El capitán Alatriste, incrustado en el Siglo de Oro español, amigo de
Francisco de Quevedo, prestatario de servicios al Conde-Duque de
Olivares, el valido -el más grande de la historia de España- de Felipe
IV, el rey planeta, combatiente en el sitio de Breda, coetáneo de Diego
de Velázquez y muerto heroicamente en la batalla de Rocroi, es desde el
jueves el protagonista de una película que presta el favor de enseñar en
un código propio del siglo XXI -aventura, acción, muerte, amor,
traición y épica- unos retazos de la España del siglo XVII cuando ser
español resultaba una condición imperial desdeñada -también entonces-
con el escepticismo propio de los naturales de este bendito país.
Pero si en Alatriste emerge también esa manera descuidada de ser
español, a menudo bronquista, altiva en ocasiones, pero siempre digna,
sobrevuela de forma constante -más aún en los relatos de Pérez-Reverte
que en la cinta de Agustín Díaz Yanes- la entidad de lo español como
excipiente del núcleo del relato que encuentra en hechos históricos, en
sucedidos contrastados, las apoyaturas que dan carácter y perfil al
personaje. No se me ocurre mejor sistema de extensión del conocimiento
-por parcial y epidérmico que pueda resultar- de algunos episodios de
nuestra historia común que acogerse al espectáculo cinematográfico de
Alatriste que, como producto fílmico nacional, asume el tema de época
sin complejo alguno y remite a un marketing que excita la curiosidad en
el subconsciente de lo español.
De iniciativas como ésta -en la que lo literario y lo cinematográfico
casan casi de manera natural e irremediable- está necesitada la sociedad
española porque sólo se enseña divirtiendo, sólo se aprende cuando la
curiosidad se estimula, sólo hay inquietud intelectual cuando ésta la
precipitan catalizadores sociales como pueda serlo un escritor de
mayorías como Pérez-Reverte. Los creadores de estados de opinión, no
son, como a veces se propala, los que se reservan para sí semejante
condición mediante el histrionismo de sus conductas o la extravagancia
de sus tesis, sino los muñidores de ilusiones y de épicas, los
alquimistas que dosifican la realidad y la ficción sin faltar a aquella
ni demediar la ilusión de ésta, los que, sin militar en credos sectarios
o partidistas, se apartan de lo inmediato para contemplar el conjunto e
inventan para todos pautas, referencias y ejemplos.
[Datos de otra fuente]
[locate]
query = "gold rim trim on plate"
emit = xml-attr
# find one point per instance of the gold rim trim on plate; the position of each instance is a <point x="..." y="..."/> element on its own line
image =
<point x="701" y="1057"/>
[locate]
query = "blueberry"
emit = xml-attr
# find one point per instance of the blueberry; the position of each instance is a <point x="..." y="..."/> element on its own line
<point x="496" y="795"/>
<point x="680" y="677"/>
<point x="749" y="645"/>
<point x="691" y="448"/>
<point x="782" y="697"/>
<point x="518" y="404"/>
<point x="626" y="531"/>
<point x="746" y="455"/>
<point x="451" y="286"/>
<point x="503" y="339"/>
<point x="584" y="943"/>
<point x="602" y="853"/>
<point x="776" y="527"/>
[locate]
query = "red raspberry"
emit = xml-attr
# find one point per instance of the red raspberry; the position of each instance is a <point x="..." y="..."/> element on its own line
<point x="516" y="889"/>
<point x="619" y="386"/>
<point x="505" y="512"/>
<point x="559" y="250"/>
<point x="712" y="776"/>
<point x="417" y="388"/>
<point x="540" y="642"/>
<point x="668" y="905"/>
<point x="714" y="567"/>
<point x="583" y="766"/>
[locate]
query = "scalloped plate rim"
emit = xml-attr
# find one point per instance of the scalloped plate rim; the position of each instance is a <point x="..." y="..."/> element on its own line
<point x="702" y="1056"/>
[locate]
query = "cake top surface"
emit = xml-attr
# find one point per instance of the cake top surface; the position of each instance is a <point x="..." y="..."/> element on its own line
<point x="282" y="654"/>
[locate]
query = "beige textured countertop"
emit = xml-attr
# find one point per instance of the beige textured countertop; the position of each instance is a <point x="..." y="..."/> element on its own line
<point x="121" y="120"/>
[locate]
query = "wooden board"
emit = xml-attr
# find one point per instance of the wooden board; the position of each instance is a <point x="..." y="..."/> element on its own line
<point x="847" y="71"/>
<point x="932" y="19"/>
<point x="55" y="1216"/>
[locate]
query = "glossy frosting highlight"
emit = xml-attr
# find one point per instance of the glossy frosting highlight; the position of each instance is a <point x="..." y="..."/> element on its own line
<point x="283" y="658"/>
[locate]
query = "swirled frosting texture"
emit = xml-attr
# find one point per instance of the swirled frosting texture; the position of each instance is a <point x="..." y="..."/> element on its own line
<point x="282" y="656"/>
Alatriste, que no es, según su feliz partero, ni «el más honesto ni el
más piadoso», es todo un héroe -y un héroe español- construido con
materiales que ahora no se llevan. No es un Harry Potter, tampoco es un
Indiana Jones, y resultaría imposible que lo representase Tom Cruise.
Arturo Pérez-Reverte ha elaborado un personaje de leyenda con
denominación de origen: español. O en otras palabras: Alatriste es,
también, un desafío a lo políticamente correcto porque se fragua en todo
aquello que la corrección impugna, esto es, el limo del lecho de un río
histórico con tantos siglos de fluencia en la cuenca del tiempo como es
España y su pasado. Y José Luis Rodríguez Zapatero acudió al estreno de
la película. Si, además, nuestro presidente leyera «Limpieza de sangre»
o «El sol de Breda» o «El oro del rey» o «El caballero del jubón
amarillo» -todo el Capitán Alatriste en acción- eso que habríamos ganado
en la pelea para que España no se evapore.